By nature the periodical challenges the sense of permanence that characterizes our widespread understanding of literature; it’s not just the bunk about timeless universality, but also the physicality of books. (Remember them?  That thing made of paper that the e-book is supposed to make extinct?  As one who festishes my books and also owns an e-reader, I frequently find that I download the books I don’t care if I “have forever”–see what I mean?)  Periodicals are to be read and recycled, replaced in quick succession by the next issue.  They are in waiting rooms, newsstands, mail boxes, art classes where they get cut up for collages.  Even literary periodicals like Poetry, begun by the bad ass Harriet Monroe, are focused on the contents of one issue and maybe give a tease about what to expect in the next issue.  The periodical is also a forward-looking genre, then, pitching itself through weeks or months, trying to keep its subscribers hooked for the next round.

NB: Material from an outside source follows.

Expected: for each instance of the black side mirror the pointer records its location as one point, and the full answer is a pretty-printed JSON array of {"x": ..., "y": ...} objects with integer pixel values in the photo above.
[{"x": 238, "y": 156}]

crossroads of past and futureEven those with the funds to produce on thick paper or with stronger covers couldn’t have imagined that, a century later, the issues would be digitized cover to cover and made available to millions of potential readers– and furthermore, that the genre defined by impermanence and expectancy would be thereby transformed into an artifact, impervious to rot, ripe for study.  Permanent.

Like the little magazine, a blog follows a logic of periodicity and therefore of replacement.  People subscribe to blogs in anticipation of what is still to come.  Although blogs have archives, it is timeliness rather than timelessness that characterizes the genre.  And yet one never knows how the copy produced, how the language and ideas thus published and disseminated, will travel and live.  But the journey begins.